On the scale locality and vortex stretching in homogeneous shear turbulence

Abstract

The interscale transfer of kinetic energy and Reynolds stress in homogeneous shear turbulence (HST) is numerically investigated using three-dimensional bandpass filtering technique. The flow fields of a statistically steady HST are obtained using direct numerical simulation at three Reynolds numbers 2000, 5000, and 12 500 based on box depth. Visualizations of typical flow structures of bandpass filtered fields show that the small-scale structures are nearly isotropic, whereas the large-scale ones show the preferential alignment with the direction of mean shear. Quantitative results of both kinetic energy and Reynolds stress fluxes between two specific scales show the existence of scale locality. In specific, the eddies of a length scale L mostly transfer their energy or Reynolds stress to eddies of size 0.3L to 0.4L, which seems to be independent in the limit of the high Reynolds number.

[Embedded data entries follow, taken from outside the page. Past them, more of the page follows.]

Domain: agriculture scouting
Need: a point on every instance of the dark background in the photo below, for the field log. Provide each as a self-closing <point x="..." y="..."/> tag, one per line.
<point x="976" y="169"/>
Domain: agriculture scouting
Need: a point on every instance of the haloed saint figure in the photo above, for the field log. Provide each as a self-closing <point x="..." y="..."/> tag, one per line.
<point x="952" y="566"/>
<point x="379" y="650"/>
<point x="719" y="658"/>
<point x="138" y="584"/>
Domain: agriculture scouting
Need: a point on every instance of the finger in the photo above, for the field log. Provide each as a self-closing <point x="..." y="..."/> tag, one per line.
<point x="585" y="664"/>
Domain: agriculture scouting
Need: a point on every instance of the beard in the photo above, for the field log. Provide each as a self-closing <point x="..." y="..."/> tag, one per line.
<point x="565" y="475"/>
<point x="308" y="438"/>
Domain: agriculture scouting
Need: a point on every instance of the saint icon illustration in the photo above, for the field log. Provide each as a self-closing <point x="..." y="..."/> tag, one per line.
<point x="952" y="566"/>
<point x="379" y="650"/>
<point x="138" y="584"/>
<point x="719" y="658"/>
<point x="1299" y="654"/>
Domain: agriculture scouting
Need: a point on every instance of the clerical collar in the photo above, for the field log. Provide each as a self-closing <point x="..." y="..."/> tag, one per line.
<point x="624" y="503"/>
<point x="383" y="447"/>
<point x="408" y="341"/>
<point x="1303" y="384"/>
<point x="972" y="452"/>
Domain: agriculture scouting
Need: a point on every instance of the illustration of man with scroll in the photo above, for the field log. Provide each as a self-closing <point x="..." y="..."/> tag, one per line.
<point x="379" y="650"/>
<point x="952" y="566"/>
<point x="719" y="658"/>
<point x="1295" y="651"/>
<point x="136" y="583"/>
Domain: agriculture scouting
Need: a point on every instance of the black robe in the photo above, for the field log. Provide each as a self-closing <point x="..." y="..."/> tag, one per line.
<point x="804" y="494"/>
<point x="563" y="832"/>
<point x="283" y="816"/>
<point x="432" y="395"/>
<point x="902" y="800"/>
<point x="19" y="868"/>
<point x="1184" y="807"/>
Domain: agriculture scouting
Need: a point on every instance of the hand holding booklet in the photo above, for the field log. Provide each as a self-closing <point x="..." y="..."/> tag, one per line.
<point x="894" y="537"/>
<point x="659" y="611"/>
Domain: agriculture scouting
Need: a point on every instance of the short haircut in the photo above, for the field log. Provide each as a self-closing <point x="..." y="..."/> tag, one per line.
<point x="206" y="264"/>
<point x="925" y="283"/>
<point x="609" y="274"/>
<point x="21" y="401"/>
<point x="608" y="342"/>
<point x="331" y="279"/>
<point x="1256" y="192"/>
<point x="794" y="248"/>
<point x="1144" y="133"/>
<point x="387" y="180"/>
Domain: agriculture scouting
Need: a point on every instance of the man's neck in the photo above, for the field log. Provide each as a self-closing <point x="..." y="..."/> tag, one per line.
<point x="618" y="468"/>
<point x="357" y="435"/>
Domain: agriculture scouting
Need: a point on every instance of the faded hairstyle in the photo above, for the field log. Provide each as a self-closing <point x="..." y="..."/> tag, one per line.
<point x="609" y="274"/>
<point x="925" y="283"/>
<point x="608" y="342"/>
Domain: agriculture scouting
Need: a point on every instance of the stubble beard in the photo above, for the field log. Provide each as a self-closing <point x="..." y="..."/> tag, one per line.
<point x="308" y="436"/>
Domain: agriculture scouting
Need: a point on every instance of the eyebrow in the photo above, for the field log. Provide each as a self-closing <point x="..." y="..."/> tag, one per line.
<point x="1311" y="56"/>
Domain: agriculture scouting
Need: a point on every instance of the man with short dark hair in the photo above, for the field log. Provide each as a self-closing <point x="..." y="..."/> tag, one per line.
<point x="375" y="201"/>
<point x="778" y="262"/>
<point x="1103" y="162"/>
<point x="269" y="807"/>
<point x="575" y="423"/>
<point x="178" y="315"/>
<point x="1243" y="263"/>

Furthermore, through the analysis on the vortex stretching, it is shown that the small-scale structures of scale Lω are stretched mostly by straining structures of size about 2 Lω, while large-scale structures are stretched mostly by mean shear. Finally, the evaluation of alignment between vortical structures and strain rate shows that small-scale structures are more likely to align with the strain structures of five times their size, and large-scale ones are mainly align with the mean shear strain. These findings can help enhance our comprehension of the interscale transfer and scale interaction of vortical structures in turbulence.